Let’s keep government out of business
Mr Anil Sardana, CEO and MD of Tata Power, a company involved in the construction of two wind farms in South Africa was quoted in Business Day recently saying something truly startling: he said construction of Medupi and Kusile had started two years before Tata undertook a project of equal size in India which has been operating for several years already.
Medupi has had only one of its six units commissioned, the rest will take more years and Kusile is still several years away. The power station in India needed a quarter of the money spent on Medupi, said Mr Sardana.
What is the difference between the two projects? The Indian project, one of the largest power stations in the world, was carried out by a branch of one of India’s biggest private sector conglomerates. South Africa’s Eskom project is being run by a state owned entity that needs constant bail-outs from public funds. Eskom has rid itself of the technical expertise to run large projects and has to contract with international firms to do the work. They are in turn hardly at arms’ length in that the ANC, through its investment arm, Chancellor House, has a big finger in the pie, earning money for the party out of state projects.

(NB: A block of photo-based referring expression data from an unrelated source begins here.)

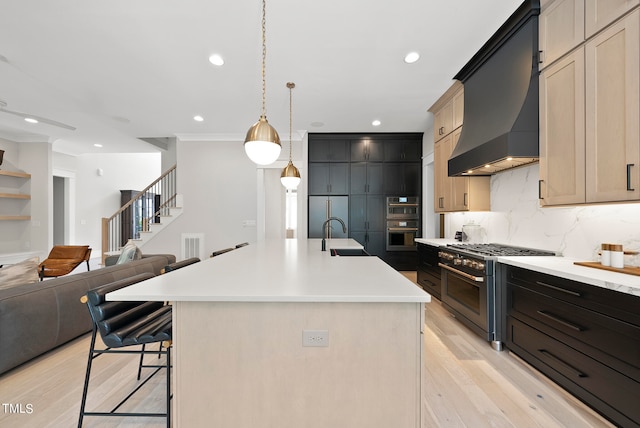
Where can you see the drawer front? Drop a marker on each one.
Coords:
(430, 283)
(609, 392)
(612, 303)
(584, 329)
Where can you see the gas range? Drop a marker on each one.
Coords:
(470, 287)
(496, 250)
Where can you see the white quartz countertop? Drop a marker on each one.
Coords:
(436, 242)
(286, 270)
(564, 267)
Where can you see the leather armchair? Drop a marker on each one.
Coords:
(63, 259)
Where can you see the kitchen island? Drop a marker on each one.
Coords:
(281, 334)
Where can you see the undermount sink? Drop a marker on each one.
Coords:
(348, 252)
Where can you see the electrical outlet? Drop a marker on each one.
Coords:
(315, 337)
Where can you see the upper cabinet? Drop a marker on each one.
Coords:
(329, 150)
(600, 13)
(561, 28)
(590, 109)
(454, 193)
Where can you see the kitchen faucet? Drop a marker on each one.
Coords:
(325, 229)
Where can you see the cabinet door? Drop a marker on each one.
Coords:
(338, 178)
(457, 108)
(375, 182)
(411, 179)
(318, 213)
(367, 150)
(600, 13)
(357, 214)
(392, 178)
(459, 185)
(318, 178)
(562, 127)
(321, 150)
(561, 27)
(376, 213)
(612, 112)
(358, 175)
(442, 184)
(402, 150)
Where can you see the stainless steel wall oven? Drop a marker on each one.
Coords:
(403, 222)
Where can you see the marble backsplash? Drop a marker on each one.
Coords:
(516, 218)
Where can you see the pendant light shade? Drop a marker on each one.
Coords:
(262, 143)
(290, 177)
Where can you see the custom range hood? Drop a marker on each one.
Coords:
(500, 129)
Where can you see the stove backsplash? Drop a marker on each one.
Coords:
(516, 218)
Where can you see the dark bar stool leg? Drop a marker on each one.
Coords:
(141, 359)
(86, 377)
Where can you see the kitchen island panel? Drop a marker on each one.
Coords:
(243, 364)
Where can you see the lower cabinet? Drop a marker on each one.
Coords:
(428, 270)
(585, 338)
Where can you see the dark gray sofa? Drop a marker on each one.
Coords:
(37, 317)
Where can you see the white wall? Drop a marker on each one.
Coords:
(517, 218)
(218, 185)
(99, 196)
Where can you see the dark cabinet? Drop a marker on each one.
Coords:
(403, 150)
(323, 207)
(402, 179)
(585, 338)
(428, 270)
(367, 222)
(329, 150)
(328, 178)
(367, 150)
(366, 177)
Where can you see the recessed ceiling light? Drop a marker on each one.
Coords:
(411, 57)
(216, 59)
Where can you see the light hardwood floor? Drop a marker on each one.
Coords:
(467, 384)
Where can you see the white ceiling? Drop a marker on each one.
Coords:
(117, 70)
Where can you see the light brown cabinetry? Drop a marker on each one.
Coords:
(12, 190)
(454, 193)
(590, 109)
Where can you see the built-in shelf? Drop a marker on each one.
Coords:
(15, 174)
(15, 195)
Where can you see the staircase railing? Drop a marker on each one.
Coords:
(136, 216)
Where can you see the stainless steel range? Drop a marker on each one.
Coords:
(469, 288)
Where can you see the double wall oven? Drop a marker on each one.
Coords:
(469, 287)
(403, 222)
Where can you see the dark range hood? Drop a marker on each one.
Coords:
(500, 129)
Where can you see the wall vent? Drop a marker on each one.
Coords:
(193, 245)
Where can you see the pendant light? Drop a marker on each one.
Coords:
(290, 177)
(262, 143)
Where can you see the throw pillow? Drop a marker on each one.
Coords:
(24, 272)
(129, 252)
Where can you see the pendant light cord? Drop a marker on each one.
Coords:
(264, 58)
(290, 85)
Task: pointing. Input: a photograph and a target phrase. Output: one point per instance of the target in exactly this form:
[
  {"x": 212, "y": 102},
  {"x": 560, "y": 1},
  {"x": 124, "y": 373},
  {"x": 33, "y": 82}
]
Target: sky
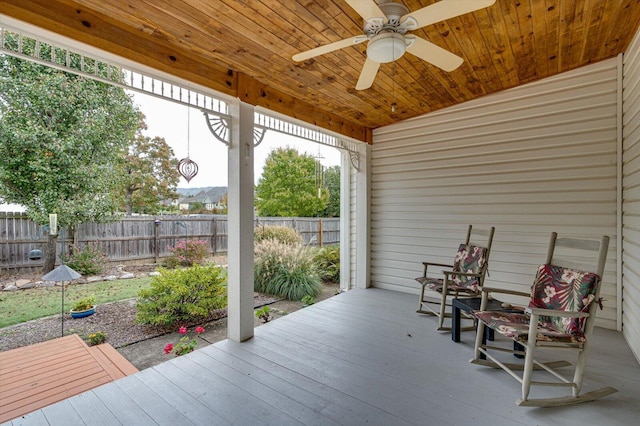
[
  {"x": 170, "y": 121},
  {"x": 186, "y": 131}
]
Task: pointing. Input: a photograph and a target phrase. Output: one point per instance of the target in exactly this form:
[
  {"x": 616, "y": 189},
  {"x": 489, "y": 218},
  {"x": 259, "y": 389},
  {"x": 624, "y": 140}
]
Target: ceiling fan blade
[
  {"x": 367, "y": 9},
  {"x": 445, "y": 9},
  {"x": 368, "y": 74},
  {"x": 352, "y": 41},
  {"x": 433, "y": 54}
]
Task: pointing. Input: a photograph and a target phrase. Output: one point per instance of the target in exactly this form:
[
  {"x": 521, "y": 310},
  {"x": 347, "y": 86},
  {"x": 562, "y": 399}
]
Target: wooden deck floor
[
  {"x": 362, "y": 357},
  {"x": 35, "y": 376}
]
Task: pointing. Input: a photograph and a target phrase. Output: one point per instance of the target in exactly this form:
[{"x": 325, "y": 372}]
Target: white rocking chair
[
  {"x": 464, "y": 277},
  {"x": 560, "y": 316}
]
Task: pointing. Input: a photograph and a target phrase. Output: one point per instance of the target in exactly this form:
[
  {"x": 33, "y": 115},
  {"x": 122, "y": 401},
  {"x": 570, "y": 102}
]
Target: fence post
[
  {"x": 156, "y": 245},
  {"x": 215, "y": 237}
]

If Tata’s project had failed to meet budget and time targets, Tata and its shareholders would have suffered the consequences.
Here, the government simply uses public money to bail out Eskom when it has to. The public too, and business and mining and industry in particular, have borne the consequences of the ‘load-shedding, ’ meaning power cuts. The unconscionable completion delays have led to power shortages directly impacting on South Africa’s economy, lowering the growth rate and increasing unemployment.